Daher wird vorgeschlagen, die Verwaltung zu beauftragen, vorbehaltlich der Entscheidung des Rates ein Konzept zu entwickeln. Hierfür sind zeitnah die Gespräche mit den Vertretern des Islamisch-Marokkanisches Kulturzentrum Arrahman Moschee e.V. und dem Netzwerk Hildener Moscheevereine aufzunehmen. Dabei soll der voraussichtliche Bedarf geklärt werden. Die Verwaltung soll Flächen für einen potentiellen muslimischen Friedhof im Umfeld der städtischen Friedhöfe benennen und deren Geeignetheit mit den Vertretern des Islamisch-Marokkanisches Kulturzentrum Arrahman Moschee e.V. und dem Netzwerk Hildener Moscheevereine prüfen. Die potentiellen Kosten für die Stadt Hilden, die Trägerschaft und die rechtlichen Voraussetzungen sind zu klären. Die Ergebnisse sind den politischen Gremien zur Beratung und zur Entscheidung vorzulegen.

 

 

Klimarelevanz:

 

Die Friedhöfe erfüllen aufgrund ihrer gärtnerischen Gestaltung auch allgemeine Grünflächenfunktionen.

 

 

gez.

Alkenings

 

 

Hinweis zum Beratungsablauf:

Gemäß § 6 Abs. 4 Ziffer 2 der Zuständigkeitsordnung obliegt dem Ausschuss für Umwelt- und Klimaschutz die Vorberatung von "gesamtstädtischen Konzepten" zu Friedhöfen. Angesichts des Eingangs des Antrags, der Bearbeitungszeit sowie der Absage der Sitzung des UKS am 20.05.20 wird aufgrund der im Antrag geschilderten Dringlichkeit der Bürgerantrag unmittelbar dem Haupt- und Finanzausschuss zur Beratung vorgelegt.

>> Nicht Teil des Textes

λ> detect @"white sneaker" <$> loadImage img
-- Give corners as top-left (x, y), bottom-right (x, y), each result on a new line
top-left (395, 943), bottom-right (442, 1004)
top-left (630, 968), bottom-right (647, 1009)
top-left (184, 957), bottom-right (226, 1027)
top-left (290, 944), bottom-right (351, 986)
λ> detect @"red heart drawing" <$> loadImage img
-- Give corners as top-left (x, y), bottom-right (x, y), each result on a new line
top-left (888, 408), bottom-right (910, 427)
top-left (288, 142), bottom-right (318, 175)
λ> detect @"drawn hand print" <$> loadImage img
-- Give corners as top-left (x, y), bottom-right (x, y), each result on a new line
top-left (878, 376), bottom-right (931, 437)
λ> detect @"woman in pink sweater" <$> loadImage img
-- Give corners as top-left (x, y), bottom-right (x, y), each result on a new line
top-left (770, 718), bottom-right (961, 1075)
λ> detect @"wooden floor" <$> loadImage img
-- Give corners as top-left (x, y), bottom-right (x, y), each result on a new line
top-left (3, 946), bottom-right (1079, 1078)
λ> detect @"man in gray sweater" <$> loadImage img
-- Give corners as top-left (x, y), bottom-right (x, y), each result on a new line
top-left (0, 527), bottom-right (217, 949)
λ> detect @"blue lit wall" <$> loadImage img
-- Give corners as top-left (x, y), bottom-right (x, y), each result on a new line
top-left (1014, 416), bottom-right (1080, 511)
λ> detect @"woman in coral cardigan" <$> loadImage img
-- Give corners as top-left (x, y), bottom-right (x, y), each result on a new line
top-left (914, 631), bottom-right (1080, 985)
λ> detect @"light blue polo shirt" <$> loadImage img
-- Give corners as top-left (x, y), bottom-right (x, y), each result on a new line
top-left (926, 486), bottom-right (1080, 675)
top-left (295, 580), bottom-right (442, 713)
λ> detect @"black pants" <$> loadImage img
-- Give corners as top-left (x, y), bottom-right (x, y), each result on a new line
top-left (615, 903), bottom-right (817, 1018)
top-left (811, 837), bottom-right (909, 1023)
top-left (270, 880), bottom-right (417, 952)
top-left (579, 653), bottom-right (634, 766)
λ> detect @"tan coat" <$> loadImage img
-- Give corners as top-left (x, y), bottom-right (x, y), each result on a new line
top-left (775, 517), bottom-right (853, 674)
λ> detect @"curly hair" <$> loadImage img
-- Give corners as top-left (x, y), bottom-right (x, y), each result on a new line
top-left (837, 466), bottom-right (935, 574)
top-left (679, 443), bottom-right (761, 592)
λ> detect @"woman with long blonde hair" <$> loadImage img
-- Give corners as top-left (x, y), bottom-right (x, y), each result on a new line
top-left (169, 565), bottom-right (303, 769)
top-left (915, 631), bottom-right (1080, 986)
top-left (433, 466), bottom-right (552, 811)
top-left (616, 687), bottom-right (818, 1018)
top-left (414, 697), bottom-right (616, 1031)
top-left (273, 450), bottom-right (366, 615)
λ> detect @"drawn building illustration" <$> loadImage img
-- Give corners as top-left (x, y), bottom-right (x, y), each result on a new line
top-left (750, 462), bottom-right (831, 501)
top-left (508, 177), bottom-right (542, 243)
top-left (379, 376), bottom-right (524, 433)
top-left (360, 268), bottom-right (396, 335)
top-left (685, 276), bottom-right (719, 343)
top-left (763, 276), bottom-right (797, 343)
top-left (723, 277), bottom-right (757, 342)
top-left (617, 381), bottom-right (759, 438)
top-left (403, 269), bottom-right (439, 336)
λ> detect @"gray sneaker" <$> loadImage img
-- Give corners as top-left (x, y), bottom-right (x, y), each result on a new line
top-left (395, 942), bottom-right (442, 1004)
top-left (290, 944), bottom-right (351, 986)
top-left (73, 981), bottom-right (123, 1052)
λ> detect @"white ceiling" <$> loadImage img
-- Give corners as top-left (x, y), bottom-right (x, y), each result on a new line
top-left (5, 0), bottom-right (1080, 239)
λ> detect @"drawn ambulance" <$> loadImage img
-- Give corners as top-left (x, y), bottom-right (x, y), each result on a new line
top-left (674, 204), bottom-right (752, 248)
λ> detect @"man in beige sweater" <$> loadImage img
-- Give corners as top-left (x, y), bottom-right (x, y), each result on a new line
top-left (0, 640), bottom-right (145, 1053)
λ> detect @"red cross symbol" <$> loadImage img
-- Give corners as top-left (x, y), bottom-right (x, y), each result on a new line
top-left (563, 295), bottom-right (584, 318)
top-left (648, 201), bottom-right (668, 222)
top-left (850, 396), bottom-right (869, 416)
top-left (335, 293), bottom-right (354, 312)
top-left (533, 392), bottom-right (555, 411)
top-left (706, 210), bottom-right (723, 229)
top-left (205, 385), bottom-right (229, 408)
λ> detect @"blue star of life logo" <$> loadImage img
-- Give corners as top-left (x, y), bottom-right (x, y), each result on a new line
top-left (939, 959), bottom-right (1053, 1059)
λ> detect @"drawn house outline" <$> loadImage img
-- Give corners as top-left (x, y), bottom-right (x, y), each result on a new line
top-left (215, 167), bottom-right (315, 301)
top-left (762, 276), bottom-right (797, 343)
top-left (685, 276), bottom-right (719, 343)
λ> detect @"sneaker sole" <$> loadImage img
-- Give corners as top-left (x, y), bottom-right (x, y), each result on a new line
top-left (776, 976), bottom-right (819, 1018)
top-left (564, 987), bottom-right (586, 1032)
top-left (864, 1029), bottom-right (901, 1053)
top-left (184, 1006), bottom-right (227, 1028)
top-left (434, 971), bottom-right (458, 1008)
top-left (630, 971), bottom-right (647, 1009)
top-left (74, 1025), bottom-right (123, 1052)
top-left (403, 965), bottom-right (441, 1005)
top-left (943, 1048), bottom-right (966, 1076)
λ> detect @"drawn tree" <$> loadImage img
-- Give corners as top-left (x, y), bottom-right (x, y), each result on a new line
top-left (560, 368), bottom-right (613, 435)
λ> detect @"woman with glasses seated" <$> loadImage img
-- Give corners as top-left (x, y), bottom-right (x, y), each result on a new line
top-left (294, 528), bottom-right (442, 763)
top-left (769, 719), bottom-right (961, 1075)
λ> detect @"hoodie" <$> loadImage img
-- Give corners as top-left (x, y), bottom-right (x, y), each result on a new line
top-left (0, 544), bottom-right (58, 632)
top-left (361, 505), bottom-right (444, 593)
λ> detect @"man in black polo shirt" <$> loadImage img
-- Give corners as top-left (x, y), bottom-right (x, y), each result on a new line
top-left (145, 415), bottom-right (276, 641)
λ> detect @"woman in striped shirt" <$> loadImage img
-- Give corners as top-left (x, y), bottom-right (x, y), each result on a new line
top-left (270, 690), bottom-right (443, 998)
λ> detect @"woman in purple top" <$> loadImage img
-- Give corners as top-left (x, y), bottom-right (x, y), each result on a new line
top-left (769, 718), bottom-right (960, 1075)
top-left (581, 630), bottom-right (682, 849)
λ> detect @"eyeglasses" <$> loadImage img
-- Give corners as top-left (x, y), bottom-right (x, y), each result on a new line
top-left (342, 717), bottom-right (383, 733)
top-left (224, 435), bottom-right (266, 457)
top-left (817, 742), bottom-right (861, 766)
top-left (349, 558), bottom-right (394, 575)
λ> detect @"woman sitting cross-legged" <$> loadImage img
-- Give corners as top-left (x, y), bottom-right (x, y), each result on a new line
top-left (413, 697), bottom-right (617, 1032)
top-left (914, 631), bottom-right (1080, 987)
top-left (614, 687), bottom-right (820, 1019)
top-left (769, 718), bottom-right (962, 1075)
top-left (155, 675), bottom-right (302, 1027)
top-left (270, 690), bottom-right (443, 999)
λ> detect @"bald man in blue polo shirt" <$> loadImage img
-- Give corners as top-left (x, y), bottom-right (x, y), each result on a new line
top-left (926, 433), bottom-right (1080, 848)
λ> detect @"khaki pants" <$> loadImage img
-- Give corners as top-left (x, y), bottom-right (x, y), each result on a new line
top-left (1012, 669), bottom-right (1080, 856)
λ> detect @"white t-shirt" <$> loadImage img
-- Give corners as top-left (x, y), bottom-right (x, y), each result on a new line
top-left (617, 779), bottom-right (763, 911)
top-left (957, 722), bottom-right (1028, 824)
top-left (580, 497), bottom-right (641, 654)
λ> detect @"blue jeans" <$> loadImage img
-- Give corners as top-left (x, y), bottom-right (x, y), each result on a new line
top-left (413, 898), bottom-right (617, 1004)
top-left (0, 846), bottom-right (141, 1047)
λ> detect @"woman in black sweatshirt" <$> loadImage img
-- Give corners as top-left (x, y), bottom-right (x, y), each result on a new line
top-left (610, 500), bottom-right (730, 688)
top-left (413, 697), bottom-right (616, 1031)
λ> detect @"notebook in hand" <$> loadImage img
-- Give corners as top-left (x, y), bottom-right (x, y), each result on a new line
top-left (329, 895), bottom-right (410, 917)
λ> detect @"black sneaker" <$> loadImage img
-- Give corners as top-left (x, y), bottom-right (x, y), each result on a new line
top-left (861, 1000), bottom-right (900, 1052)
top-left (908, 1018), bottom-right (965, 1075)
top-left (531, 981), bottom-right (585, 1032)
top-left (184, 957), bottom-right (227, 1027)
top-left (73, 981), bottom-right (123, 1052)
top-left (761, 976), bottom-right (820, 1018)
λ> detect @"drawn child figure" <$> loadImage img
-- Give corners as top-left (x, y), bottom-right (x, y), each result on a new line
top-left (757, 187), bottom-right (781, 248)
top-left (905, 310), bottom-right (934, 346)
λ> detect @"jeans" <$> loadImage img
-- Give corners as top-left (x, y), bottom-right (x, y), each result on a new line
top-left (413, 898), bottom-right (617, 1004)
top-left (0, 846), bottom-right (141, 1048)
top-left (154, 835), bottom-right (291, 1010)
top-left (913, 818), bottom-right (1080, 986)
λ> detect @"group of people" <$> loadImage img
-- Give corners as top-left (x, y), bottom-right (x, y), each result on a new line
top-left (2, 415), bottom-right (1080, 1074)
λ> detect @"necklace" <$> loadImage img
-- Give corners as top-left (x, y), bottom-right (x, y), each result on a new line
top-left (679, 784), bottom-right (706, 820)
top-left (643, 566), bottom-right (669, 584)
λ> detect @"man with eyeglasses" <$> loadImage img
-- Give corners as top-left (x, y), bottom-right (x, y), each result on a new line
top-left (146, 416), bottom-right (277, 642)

Hier könnte der vorgeschlagene Arbeitsauftrag abschließend beschlossen werden.
Die endgültige Entscheidung über die Einrichtung eines muslimischen Friedhofes obliegt dem Rat, da in der Zuständigkeitsordnung keine von der Allzuständigkeit abweichende Regelung getroffen wurde.